In this example, the Fibo levels on the downtrend showed a demand zone. The price retested the near level, failed to return to the far one, and then went upwards after the breakdown of the near level. According to the following Fibo levels, you could also draw local zones.
Pivot levels. A tool for determining possible reversal levels. Classic points show three resistance levels and three support levels, the significance of which increases as you move away from the current price value. The demand zone can be built between the 2nd (S2) and the 3rd (S3) support, and the supply zone - be between the 2nd (R2) and the 3rd (R3) resistance.

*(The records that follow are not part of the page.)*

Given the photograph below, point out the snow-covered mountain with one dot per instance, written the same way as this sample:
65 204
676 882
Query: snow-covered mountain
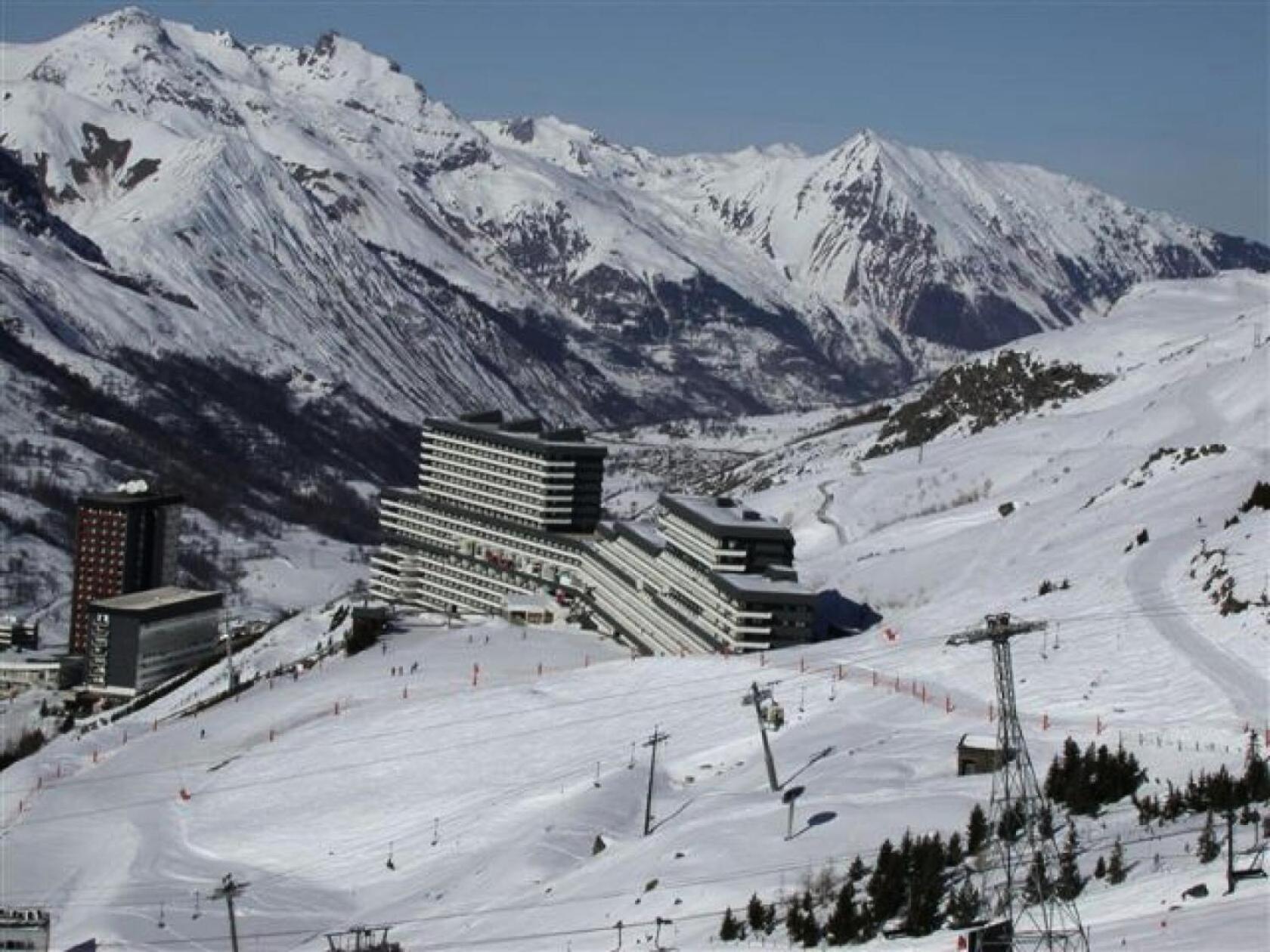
315 212
466 815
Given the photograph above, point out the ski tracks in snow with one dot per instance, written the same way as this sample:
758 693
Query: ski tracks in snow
822 513
1242 679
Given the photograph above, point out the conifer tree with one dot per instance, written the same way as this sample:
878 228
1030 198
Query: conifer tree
1208 847
857 870
1036 886
730 929
1070 882
1115 867
794 923
810 928
758 916
844 924
1256 772
1045 821
977 830
887 885
964 905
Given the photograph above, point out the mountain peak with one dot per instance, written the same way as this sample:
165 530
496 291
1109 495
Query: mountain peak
130 20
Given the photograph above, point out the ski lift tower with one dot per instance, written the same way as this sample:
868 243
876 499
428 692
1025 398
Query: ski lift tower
1047 922
362 938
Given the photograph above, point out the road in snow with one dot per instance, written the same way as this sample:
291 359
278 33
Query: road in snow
1241 678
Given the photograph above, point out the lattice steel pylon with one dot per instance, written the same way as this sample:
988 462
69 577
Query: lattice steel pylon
1027 896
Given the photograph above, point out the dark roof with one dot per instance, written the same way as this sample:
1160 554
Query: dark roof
159 603
642 535
724 517
130 500
751 587
528 434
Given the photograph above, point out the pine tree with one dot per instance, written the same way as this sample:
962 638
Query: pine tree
1256 772
810 928
794 923
1070 882
730 929
857 870
964 905
756 914
1115 868
844 924
887 885
1036 886
977 830
1045 821
1011 821
1208 848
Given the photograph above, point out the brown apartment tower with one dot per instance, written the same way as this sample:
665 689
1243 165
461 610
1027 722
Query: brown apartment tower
125 541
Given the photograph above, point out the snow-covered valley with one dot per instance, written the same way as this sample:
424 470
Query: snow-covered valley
484 796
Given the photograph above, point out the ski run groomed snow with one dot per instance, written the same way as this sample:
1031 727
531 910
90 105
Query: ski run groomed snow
487 774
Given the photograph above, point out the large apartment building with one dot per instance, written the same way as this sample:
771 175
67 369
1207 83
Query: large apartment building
125 541
143 638
507 508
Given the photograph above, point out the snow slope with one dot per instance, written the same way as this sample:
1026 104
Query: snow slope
309 804
317 210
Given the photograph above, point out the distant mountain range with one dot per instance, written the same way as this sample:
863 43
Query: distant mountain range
313 218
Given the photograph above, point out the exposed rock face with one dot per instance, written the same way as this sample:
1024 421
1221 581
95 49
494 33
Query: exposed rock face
318 210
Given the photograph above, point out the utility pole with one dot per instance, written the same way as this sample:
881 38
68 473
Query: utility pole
229 890
1230 851
1051 923
652 768
229 649
757 700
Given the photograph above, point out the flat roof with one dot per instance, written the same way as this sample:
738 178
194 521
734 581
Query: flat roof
521 602
978 741
644 535
123 500
156 599
726 517
528 434
752 586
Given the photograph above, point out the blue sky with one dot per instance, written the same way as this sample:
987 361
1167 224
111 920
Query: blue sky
1160 102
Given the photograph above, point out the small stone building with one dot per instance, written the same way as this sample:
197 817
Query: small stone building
977 754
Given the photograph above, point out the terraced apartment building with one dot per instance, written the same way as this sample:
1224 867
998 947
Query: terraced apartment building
506 508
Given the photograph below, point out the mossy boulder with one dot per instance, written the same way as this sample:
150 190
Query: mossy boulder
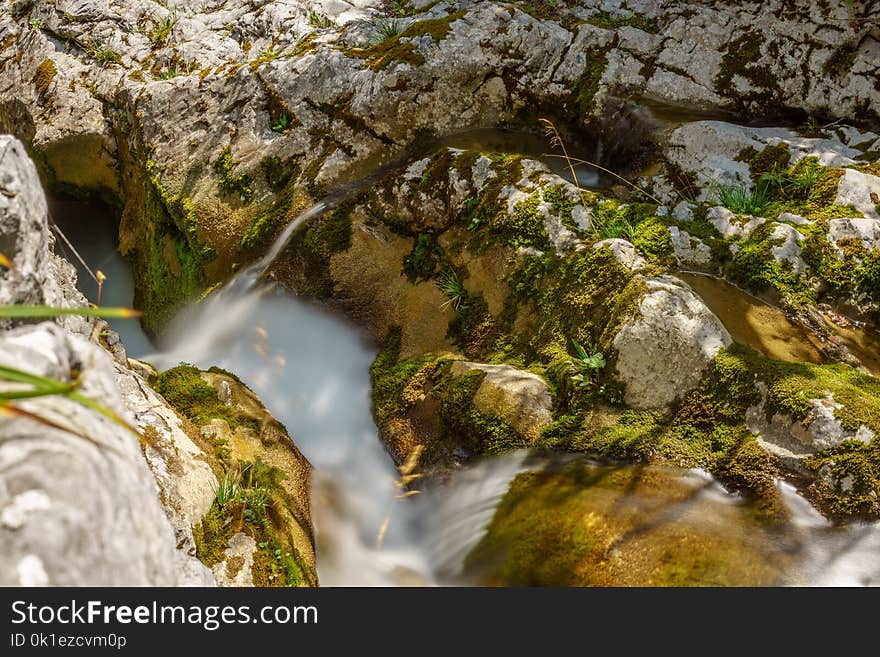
580 524
261 517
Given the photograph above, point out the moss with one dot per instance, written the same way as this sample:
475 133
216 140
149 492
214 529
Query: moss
561 205
839 64
848 480
587 85
278 172
268 222
389 376
44 76
184 388
652 238
742 58
766 160
400 48
240 184
755 267
462 423
524 226
421 263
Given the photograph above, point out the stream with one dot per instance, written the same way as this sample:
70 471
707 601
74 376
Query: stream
311 369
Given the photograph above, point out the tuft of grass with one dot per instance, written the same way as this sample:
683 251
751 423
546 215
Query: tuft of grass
161 30
742 200
382 29
319 20
453 289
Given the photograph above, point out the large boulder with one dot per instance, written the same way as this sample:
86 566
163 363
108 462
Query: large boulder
78 504
666 348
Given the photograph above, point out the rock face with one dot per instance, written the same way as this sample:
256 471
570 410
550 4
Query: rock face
792 440
520 398
217 116
666 349
85 500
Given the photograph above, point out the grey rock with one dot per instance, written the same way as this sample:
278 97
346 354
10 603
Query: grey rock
665 351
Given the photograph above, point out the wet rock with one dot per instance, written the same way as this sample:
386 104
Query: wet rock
667 348
520 398
624 252
79 505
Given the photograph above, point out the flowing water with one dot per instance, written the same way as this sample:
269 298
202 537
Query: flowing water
312 371
766 328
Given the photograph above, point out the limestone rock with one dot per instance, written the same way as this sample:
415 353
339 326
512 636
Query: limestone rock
862 191
520 398
79 507
792 440
665 350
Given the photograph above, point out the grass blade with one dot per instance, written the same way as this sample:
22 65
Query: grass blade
48 312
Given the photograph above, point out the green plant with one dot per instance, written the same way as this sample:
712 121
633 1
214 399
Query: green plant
162 30
228 489
319 20
453 289
740 199
42 386
587 365
282 124
382 29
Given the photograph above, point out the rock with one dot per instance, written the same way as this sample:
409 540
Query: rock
24 229
861 190
864 229
237 566
796 219
79 507
712 150
180 466
793 440
732 225
789 250
520 398
666 349
689 250
624 252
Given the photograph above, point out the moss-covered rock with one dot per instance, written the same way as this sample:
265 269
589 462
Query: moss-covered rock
579 524
264 486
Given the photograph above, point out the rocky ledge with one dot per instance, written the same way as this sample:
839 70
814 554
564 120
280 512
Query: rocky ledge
131 494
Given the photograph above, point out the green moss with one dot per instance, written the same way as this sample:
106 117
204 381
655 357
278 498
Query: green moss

Early Pivot levels can also indicate anticipated zones, but it is better to be guided by current levels. The last level R2 shows the near (lower boundary) of a possible supply zone. It makes no sense to set the far border on R3, it is more logical to do it on the last short-term consolidation zone of the downtrend. Note: the constructed zone captured two good reversals on the left side of the chart. This confirms that the zone is strong enough and that a new temporary consolidation or reversal down here is possible.
Oscillators. They confirm a possible reversal. We can build zones based on the coinciding reversal of the price and the oscillator in the overbought/oversold ranges. Or you can receive a confirmation signal from the oscillator when the price will already be in its zones.
You can also use trend indicators to identify supply and demand zones, but they show better the moment of exiting these zones.
How to use zone patterns in trading:
- Finding trade opening points. Zones can be regarded as a section of a temporary flat, the exit from which is on one or the other side. The signal is necessarily confirmed by other instruments.
- Setting Take Profit and Stops. Assuming that in the zones there is a struggle between buyers and sellers, then it would be logical to put stops outside the zone, and the transaction should be closed before the price enters the zone.
- Do not forget to consider the fundamental factor. For example, in the demand zone, in theory, there is an increased demand from buyers, which should turn the price up. But the release of news can change their minds and the downtrend will only increase the speed.